If it is present each of the bases are merged taking fields from the later files if present. The merging of each field is described in further detail below.

The value of bases (if present) should be a list of strings that are either names of existing mappings in the standard mapping library or in one of the provided mapping directories. If there is any ambiguity in which mapping file to use the file provided in the last provided mapping directory will be used with custom mapping paths being used over the standard library.

input_format/output_format

These fields are required if no bases are set or if no bases provide a value. The input and output format are strings that tell the system which formats are handled by the conversion.

The input_format and output_format fields must be referenced in the config file, for that config file to recognise and use the mapping.

forward/reverse

The forward and reverse sections describe how the converter should handle converting data in both directions. These are optional but should be provided by the bases or in the mapping file for the converter to have any effect.

The order of <target> fields in the mapping file will dictate the order of fields in the output csv file. The mapping file can use any order of <target> fields but if the data is to be ingested in a model which requires a specific order of fields, this order should be replicated in the mapping file.

Each section has a set of properties:

  • null_values: A list of values to be considered as null when processing input types.

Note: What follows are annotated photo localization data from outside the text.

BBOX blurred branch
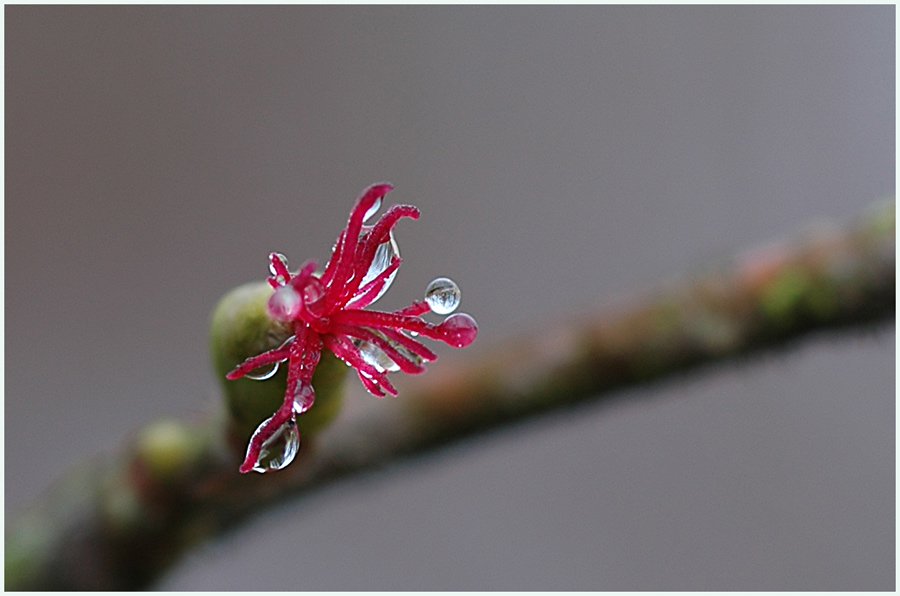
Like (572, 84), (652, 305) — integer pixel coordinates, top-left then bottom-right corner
(6, 198), (894, 590)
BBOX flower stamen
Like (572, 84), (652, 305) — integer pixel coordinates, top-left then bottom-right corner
(227, 183), (478, 473)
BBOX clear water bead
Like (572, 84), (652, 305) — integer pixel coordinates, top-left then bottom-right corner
(245, 360), (281, 381)
(359, 232), (400, 303)
(245, 335), (292, 381)
(250, 416), (300, 473)
(425, 277), (461, 315)
(363, 196), (383, 223)
(292, 382), (316, 414)
(392, 334), (426, 368)
(301, 276), (326, 316)
(355, 338), (400, 373)
(268, 253), (289, 283)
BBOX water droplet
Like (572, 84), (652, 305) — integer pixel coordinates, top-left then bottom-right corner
(425, 277), (461, 315)
(359, 232), (400, 303)
(438, 313), (478, 348)
(354, 337), (400, 372)
(245, 335), (293, 381)
(245, 361), (281, 381)
(302, 277), (324, 302)
(363, 196), (383, 223)
(301, 276), (326, 316)
(268, 284), (303, 321)
(392, 334), (426, 368)
(291, 382), (316, 414)
(269, 253), (289, 283)
(250, 416), (299, 473)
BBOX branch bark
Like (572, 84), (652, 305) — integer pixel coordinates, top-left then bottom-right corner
(5, 199), (894, 590)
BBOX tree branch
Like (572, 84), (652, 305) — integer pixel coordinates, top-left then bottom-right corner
(5, 199), (894, 590)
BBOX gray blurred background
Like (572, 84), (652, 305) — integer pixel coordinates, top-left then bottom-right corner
(5, 6), (894, 590)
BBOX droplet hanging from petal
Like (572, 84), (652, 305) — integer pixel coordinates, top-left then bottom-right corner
(354, 337), (400, 373)
(268, 252), (290, 286)
(425, 277), (461, 315)
(245, 360), (282, 381)
(291, 382), (316, 414)
(301, 276), (326, 316)
(363, 196), (383, 223)
(244, 335), (293, 381)
(248, 415), (300, 473)
(359, 232), (400, 303)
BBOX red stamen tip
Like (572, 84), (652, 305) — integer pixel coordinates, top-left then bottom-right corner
(437, 313), (479, 347)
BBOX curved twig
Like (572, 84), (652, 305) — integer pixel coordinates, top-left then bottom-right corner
(5, 199), (894, 590)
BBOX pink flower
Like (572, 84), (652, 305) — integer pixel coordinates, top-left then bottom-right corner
(227, 183), (478, 473)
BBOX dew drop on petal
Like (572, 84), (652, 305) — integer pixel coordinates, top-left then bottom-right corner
(245, 360), (281, 381)
(359, 232), (400, 303)
(437, 313), (478, 348)
(354, 338), (400, 373)
(245, 335), (293, 381)
(291, 382), (316, 414)
(363, 196), (383, 223)
(269, 253), (289, 280)
(392, 335), (426, 368)
(425, 277), (461, 315)
(301, 276), (326, 315)
(268, 284), (303, 321)
(250, 415), (300, 473)
(302, 276), (325, 303)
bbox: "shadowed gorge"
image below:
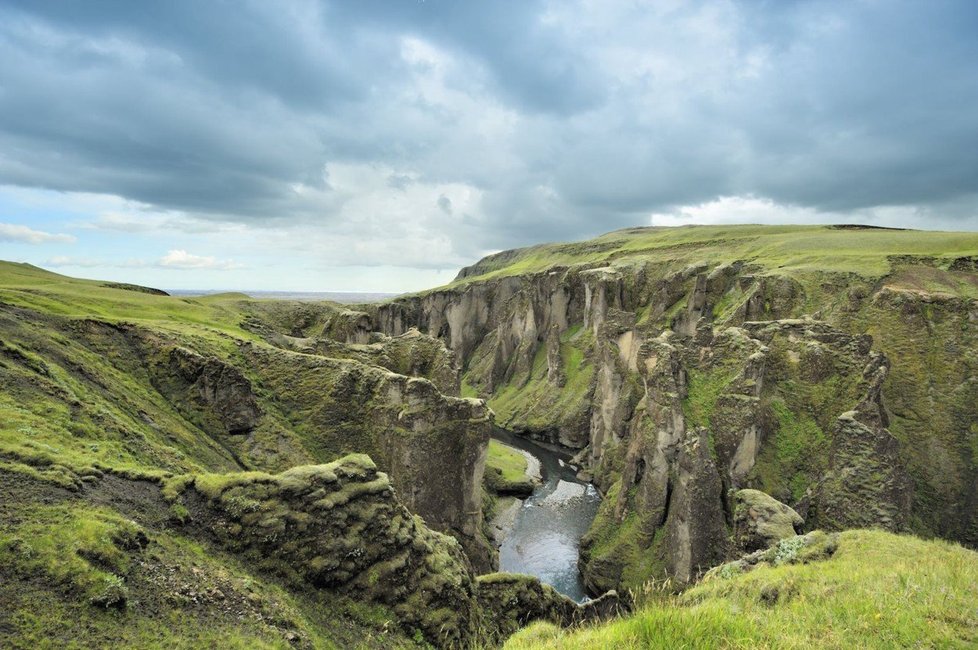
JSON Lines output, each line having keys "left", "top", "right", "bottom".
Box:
{"left": 2, "top": 225, "right": 978, "bottom": 648}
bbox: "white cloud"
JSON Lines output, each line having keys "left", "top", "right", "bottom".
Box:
{"left": 268, "top": 161, "right": 488, "bottom": 268}
{"left": 0, "top": 222, "right": 75, "bottom": 244}
{"left": 158, "top": 249, "right": 242, "bottom": 270}
{"left": 649, "top": 195, "right": 946, "bottom": 229}
{"left": 85, "top": 210, "right": 248, "bottom": 235}
{"left": 46, "top": 255, "right": 102, "bottom": 268}
{"left": 45, "top": 255, "right": 147, "bottom": 269}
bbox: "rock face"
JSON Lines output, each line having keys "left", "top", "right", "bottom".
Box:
{"left": 167, "top": 456, "right": 626, "bottom": 648}
{"left": 358, "top": 253, "right": 978, "bottom": 589}
{"left": 256, "top": 326, "right": 464, "bottom": 397}
{"left": 372, "top": 272, "right": 593, "bottom": 447}
{"left": 176, "top": 455, "right": 482, "bottom": 648}
{"left": 163, "top": 346, "right": 263, "bottom": 435}
{"left": 733, "top": 489, "right": 804, "bottom": 553}
{"left": 476, "top": 574, "right": 629, "bottom": 644}
{"left": 239, "top": 343, "right": 495, "bottom": 571}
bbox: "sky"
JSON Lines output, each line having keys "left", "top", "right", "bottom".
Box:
{"left": 0, "top": 0, "right": 977, "bottom": 292}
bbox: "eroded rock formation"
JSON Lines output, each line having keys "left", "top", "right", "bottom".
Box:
{"left": 353, "top": 255, "right": 977, "bottom": 590}
{"left": 172, "top": 455, "right": 482, "bottom": 647}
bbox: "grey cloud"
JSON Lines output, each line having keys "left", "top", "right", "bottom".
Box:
{"left": 0, "top": 222, "right": 75, "bottom": 244}
{"left": 437, "top": 195, "right": 452, "bottom": 215}
{"left": 386, "top": 174, "right": 414, "bottom": 191}
{"left": 1, "top": 0, "right": 977, "bottom": 272}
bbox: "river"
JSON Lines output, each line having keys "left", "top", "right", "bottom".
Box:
{"left": 491, "top": 428, "right": 602, "bottom": 602}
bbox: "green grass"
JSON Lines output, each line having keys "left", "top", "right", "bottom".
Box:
{"left": 682, "top": 366, "right": 739, "bottom": 430}
{"left": 446, "top": 225, "right": 978, "bottom": 293}
{"left": 506, "top": 530, "right": 978, "bottom": 649}
{"left": 0, "top": 262, "right": 257, "bottom": 341}
{"left": 0, "top": 313, "right": 245, "bottom": 483}
{"left": 0, "top": 504, "right": 145, "bottom": 606}
{"left": 751, "top": 400, "right": 829, "bottom": 502}
{"left": 0, "top": 260, "right": 338, "bottom": 484}
{"left": 486, "top": 440, "right": 529, "bottom": 483}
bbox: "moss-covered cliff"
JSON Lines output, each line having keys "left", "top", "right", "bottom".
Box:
{"left": 0, "top": 261, "right": 631, "bottom": 647}
{"left": 363, "top": 225, "right": 978, "bottom": 592}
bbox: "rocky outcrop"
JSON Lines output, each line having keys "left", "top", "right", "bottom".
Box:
{"left": 174, "top": 455, "right": 481, "bottom": 647}
{"left": 162, "top": 346, "right": 263, "bottom": 435}
{"left": 244, "top": 302, "right": 464, "bottom": 396}
{"left": 168, "top": 456, "right": 626, "bottom": 648}
{"left": 705, "top": 530, "right": 840, "bottom": 581}
{"left": 810, "top": 354, "right": 913, "bottom": 532}
{"left": 663, "top": 429, "right": 730, "bottom": 583}
{"left": 733, "top": 489, "right": 804, "bottom": 553}
{"left": 242, "top": 343, "right": 496, "bottom": 571}
{"left": 476, "top": 574, "right": 629, "bottom": 644}
{"left": 307, "top": 328, "right": 462, "bottom": 395}
{"left": 322, "top": 309, "right": 373, "bottom": 344}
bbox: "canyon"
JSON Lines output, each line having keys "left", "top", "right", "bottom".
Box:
{"left": 2, "top": 224, "right": 977, "bottom": 648}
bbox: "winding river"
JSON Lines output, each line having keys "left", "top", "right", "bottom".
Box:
{"left": 491, "top": 429, "right": 602, "bottom": 602}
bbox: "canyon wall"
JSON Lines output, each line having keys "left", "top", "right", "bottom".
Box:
{"left": 360, "top": 255, "right": 978, "bottom": 590}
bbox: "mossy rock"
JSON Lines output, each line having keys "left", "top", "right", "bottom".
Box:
{"left": 733, "top": 489, "right": 804, "bottom": 553}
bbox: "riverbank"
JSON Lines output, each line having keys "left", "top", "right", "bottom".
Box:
{"left": 485, "top": 439, "right": 541, "bottom": 497}
{"left": 485, "top": 438, "right": 541, "bottom": 547}
{"left": 487, "top": 429, "right": 602, "bottom": 602}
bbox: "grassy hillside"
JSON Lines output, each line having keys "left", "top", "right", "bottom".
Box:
{"left": 0, "top": 261, "right": 254, "bottom": 337}
{"left": 0, "top": 261, "right": 491, "bottom": 647}
{"left": 452, "top": 225, "right": 978, "bottom": 293}
{"left": 505, "top": 530, "right": 978, "bottom": 649}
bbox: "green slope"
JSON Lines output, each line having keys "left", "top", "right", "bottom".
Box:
{"left": 451, "top": 224, "right": 978, "bottom": 295}
{"left": 0, "top": 261, "right": 478, "bottom": 647}
{"left": 0, "top": 261, "right": 256, "bottom": 337}
{"left": 505, "top": 530, "right": 978, "bottom": 649}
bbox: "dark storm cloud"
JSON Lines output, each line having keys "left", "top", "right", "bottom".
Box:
{"left": 1, "top": 0, "right": 977, "bottom": 264}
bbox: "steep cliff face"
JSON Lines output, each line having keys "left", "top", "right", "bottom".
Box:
{"left": 359, "top": 226, "right": 978, "bottom": 590}
{"left": 239, "top": 342, "right": 494, "bottom": 570}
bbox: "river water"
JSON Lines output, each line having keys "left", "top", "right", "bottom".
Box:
{"left": 492, "top": 429, "right": 602, "bottom": 602}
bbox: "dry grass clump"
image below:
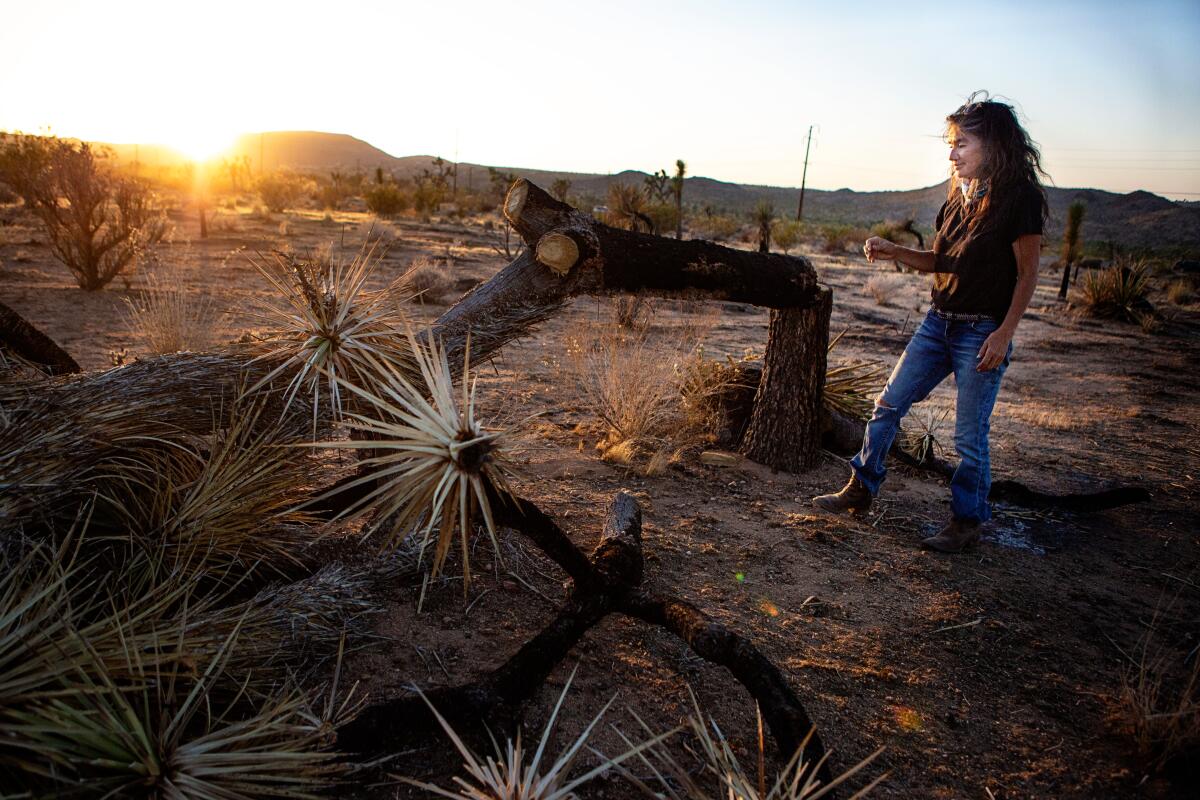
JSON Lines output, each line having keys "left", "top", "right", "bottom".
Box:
{"left": 568, "top": 321, "right": 701, "bottom": 470}
{"left": 1117, "top": 618, "right": 1200, "bottom": 774}
{"left": 248, "top": 243, "right": 414, "bottom": 426}
{"left": 308, "top": 330, "right": 512, "bottom": 592}
{"left": 677, "top": 350, "right": 757, "bottom": 444}
{"left": 404, "top": 255, "right": 455, "bottom": 304}
{"left": 123, "top": 268, "right": 224, "bottom": 354}
{"left": 1166, "top": 277, "right": 1195, "bottom": 305}
{"left": 1076, "top": 257, "right": 1154, "bottom": 324}
{"left": 863, "top": 274, "right": 904, "bottom": 306}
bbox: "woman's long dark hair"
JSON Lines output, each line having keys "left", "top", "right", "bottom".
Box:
{"left": 944, "top": 91, "right": 1048, "bottom": 252}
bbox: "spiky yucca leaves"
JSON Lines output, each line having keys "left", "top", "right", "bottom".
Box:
{"left": 248, "top": 244, "right": 416, "bottom": 427}
{"left": 103, "top": 399, "right": 317, "bottom": 584}
{"left": 400, "top": 668, "right": 675, "bottom": 800}
{"left": 0, "top": 542, "right": 364, "bottom": 797}
{"left": 6, "top": 618, "right": 344, "bottom": 798}
{"left": 1078, "top": 258, "right": 1153, "bottom": 323}
{"left": 310, "top": 330, "right": 511, "bottom": 592}
{"left": 823, "top": 330, "right": 886, "bottom": 422}
{"left": 616, "top": 691, "right": 884, "bottom": 800}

If no type is specified for the input field this will be ignored. If a null_types is set for a specific field that will be used over this.

    If null_types is set on any bases, they are all merged with the ones specified here.

  • types: Describes the types of values for each column in the input data. This is a mapping of input field name to a set of properties, these are type which should be one of 'int', 'float' or 'string', nullable which is a boolean flag that states whether a value should be checked against the null_values and null_values which overrides the null_values in the parent section. Field types are specified to ensure all rows are read as the same data type. In some cases, a portfolio might contain postcodes that are numeric only, and some that contain non-numeric characters. If the data type is not specified, the type will be assumed to be that contained in the first row, and may not read later rows correctly.

    If types are present in any of the bases they are all merged together preferring the later parents and this mapping file.

  • transform: Mappings that map the output (<target>) field name to a list of possible transformations. For each field there is a required transformation property and an optional when parameter both of which are written in the transformer language. The transformation property describes the result of the transformation which will be stored in the <target> property in the output. If provided the when property describes when the particular transformer should be applied, if it is not provided this is assumed to be always. If multiple transforms should be applied because all of their when properties resolve to True then the first transform that appears for the target will be applied.

    If transform are present in any of the bases they are all merged together preferring the later parents and this mapping file.

    To add a default fallback value add a transformation to the end of the transform list that has a transformation and no when clause. This will always resolve and only after all other transformations have been skipped due to their when clause failing.